Muss ich mich allerdings zu sehr auf das Gespräch konzentrieren, weil die Umgebung laut ist (auf der Strasse oder in einem Restaurant), dann suche ich mir lieber einen fixen Punkt, auf den ich meinen Blick richten kann.
Was ich gar nicht mag, sind Menschen, die mich anstarren oder ständig beobachten.
Diesen gehe ich am liebsten aus dem Weg.

Im Sommer trage ich immer eine Sonnenbrille, sobald ich mich draußen aufhalte.
In erster Linie brauche ich sie wegen meiner extremen Lichtempfindlichkeit.
Aber sie schafft mir noch einen weiteren Vorteil.

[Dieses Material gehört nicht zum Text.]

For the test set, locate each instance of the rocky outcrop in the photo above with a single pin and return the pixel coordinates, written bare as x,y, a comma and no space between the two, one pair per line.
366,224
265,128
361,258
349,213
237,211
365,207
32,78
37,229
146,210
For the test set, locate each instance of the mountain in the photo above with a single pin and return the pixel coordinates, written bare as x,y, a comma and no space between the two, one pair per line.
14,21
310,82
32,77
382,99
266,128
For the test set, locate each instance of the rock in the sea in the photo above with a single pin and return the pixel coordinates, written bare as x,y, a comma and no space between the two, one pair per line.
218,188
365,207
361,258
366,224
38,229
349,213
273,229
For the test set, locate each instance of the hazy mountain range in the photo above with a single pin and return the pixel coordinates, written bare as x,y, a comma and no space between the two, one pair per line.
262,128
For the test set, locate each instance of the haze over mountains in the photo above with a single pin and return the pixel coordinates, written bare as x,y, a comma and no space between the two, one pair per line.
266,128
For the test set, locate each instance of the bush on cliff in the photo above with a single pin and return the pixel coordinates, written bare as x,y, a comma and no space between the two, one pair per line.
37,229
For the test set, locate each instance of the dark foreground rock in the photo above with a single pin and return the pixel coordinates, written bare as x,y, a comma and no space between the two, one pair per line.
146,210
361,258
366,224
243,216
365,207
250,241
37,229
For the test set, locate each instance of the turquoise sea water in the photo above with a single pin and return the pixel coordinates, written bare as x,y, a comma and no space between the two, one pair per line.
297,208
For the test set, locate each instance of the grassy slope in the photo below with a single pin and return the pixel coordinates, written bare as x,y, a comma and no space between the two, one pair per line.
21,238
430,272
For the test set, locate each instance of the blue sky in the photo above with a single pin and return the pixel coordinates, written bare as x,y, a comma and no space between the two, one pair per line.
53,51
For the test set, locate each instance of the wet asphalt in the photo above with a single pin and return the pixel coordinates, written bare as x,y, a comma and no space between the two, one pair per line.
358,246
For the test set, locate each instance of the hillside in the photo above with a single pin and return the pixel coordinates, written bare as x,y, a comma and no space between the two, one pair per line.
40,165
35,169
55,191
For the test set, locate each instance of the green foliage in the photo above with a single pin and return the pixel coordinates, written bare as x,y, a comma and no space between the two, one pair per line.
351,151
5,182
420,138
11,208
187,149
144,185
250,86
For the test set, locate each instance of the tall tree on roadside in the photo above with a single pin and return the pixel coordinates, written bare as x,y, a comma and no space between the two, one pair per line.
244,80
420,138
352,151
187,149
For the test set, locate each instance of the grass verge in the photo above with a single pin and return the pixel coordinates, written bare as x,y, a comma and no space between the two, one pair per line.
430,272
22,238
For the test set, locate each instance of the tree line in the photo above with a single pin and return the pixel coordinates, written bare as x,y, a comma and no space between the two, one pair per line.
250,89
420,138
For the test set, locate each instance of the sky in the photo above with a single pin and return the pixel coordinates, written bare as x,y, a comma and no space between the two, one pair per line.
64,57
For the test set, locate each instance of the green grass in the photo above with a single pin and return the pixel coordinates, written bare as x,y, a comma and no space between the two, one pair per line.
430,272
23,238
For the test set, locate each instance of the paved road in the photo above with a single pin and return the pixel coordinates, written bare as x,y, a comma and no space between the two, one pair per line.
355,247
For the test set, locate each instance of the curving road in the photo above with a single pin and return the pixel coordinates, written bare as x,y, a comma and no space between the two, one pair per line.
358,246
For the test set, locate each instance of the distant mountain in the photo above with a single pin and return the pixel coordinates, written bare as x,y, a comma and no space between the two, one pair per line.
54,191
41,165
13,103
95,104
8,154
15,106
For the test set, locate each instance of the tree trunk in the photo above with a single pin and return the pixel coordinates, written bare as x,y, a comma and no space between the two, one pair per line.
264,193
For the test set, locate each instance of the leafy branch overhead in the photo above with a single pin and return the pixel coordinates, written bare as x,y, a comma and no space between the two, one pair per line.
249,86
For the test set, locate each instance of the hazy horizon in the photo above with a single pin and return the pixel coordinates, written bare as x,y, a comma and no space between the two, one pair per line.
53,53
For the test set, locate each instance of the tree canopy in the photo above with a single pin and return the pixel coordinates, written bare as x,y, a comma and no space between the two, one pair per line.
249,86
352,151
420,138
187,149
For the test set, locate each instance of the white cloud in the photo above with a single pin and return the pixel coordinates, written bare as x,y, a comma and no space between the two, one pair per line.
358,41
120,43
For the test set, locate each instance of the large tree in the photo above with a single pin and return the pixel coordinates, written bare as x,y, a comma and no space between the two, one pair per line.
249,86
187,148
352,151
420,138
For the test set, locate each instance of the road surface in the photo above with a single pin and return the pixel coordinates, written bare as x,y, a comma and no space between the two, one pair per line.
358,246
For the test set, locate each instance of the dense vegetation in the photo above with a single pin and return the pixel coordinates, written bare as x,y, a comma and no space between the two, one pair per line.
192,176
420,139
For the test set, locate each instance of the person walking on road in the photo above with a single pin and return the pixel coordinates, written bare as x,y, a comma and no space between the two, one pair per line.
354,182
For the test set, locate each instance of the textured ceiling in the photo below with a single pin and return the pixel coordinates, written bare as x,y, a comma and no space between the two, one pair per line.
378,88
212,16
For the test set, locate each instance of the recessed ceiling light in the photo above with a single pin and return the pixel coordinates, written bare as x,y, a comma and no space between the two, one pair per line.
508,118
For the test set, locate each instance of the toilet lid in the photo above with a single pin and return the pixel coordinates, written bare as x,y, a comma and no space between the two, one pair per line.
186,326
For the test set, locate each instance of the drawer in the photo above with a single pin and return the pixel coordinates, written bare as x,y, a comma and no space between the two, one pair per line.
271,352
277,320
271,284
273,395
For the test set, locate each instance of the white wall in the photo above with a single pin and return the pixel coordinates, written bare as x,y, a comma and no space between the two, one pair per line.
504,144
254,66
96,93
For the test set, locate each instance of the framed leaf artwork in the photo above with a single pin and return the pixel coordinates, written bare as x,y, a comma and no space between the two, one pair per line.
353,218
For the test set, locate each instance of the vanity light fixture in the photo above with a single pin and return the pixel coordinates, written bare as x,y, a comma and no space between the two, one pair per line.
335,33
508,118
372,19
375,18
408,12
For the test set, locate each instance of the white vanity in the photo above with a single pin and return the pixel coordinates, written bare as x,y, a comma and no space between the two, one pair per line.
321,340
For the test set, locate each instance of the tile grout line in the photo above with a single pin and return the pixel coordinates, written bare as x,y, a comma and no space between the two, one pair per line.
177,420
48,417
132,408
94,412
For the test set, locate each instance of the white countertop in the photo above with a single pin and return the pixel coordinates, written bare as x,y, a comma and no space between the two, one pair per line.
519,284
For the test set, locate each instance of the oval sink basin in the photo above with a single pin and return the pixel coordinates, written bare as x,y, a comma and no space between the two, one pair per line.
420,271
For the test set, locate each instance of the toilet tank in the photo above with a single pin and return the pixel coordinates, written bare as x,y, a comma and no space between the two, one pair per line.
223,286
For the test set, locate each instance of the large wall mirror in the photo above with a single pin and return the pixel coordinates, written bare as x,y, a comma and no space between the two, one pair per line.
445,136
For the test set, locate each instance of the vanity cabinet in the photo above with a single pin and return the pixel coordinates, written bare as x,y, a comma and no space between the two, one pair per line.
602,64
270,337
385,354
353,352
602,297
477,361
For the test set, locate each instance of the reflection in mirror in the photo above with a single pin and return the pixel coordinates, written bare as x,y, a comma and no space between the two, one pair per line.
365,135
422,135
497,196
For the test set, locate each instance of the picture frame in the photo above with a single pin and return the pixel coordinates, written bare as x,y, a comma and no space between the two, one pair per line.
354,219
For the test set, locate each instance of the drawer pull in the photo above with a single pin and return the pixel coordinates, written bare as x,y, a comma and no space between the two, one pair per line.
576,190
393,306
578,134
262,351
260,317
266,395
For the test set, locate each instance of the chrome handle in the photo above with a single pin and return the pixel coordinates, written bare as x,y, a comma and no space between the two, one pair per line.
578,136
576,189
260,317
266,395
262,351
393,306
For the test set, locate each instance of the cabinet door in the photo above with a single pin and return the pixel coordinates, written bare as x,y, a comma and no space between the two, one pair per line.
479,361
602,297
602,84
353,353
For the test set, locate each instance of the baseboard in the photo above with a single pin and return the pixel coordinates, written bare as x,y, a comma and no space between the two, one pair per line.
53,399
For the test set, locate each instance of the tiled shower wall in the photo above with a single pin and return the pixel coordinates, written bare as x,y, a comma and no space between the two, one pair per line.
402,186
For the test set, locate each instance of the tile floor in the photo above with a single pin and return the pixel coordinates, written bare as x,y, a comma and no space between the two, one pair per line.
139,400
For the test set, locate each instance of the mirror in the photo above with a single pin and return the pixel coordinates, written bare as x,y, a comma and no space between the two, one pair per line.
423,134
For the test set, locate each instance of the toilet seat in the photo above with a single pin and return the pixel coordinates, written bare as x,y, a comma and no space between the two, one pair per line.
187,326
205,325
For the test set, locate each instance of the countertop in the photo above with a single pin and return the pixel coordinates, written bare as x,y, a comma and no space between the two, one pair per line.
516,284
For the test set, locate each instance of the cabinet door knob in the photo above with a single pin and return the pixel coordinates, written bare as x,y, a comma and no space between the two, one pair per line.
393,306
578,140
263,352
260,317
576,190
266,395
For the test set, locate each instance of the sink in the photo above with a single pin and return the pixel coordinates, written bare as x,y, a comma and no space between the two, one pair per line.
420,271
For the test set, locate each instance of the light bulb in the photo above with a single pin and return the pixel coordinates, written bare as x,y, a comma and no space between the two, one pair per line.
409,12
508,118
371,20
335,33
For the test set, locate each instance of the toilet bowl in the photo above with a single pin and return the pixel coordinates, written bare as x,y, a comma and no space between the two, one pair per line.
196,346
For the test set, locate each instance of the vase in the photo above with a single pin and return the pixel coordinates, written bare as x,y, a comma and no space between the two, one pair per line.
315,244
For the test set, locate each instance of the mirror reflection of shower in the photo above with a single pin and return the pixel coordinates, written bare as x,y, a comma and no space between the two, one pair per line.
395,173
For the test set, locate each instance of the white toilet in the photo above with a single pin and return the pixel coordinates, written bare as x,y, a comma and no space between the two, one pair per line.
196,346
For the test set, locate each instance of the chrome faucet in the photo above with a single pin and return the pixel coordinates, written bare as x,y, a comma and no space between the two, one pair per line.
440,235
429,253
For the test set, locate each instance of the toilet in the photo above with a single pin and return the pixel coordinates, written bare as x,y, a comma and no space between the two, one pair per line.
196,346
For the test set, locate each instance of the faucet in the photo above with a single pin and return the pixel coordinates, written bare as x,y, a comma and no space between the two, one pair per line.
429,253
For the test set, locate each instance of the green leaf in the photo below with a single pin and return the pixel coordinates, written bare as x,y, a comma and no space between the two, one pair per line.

Mit Sonnenbrille fällt es mir leichter, Menschen während des Gesprächs anzusehen, weil sie dann nicht feststellen können, wohin ich schaue. Mir hat einmal jemand gesagt, er fände es verwirrend, sich mit einem Menschen zu unterhalten, der eine Sonnenbrille trägt, weil dadurch der direkte Blickkontakt schwierig wäre.
Mir macht das nichts aus, ganz im Gegenteil. Die Sonnenbrille ist für mich wie ein Schutzschild vor Blicken, die ich nicht oder nur sehr schwer interpretieren kann.

Ich erinnere mich sehr gut daran, dass ich nie verstanden habe, warum Menschen sagen, sie könnten einem anderen Menschen jeden Wunsch von den Augen ablesen. Wo stehen denn die Wünsche der Menschen in den Augen geschrieben? Das habe ich mich so oft gefragt. Ich konnte da nie etwas lesen. Das war und ist mir ein Rätsel. Es ist doch viel einfacher, Wünsche verbal zu äußern. Dann weiß jeder, was gemeint ist und es gibt keine Missverständnisse – solange die Worte klar und deutlich gewählt sind und nicht weitere Rätsel beinhalten.

Anmerkung zum Schluss:

Ich weiß bis heute nicht, welche Farbe die Augen einer Freundin haben, die mir wirklich sehr viel bedeutet. Mir sind ihre Worte wichtiger, das, was sie mir sagt und schreibt.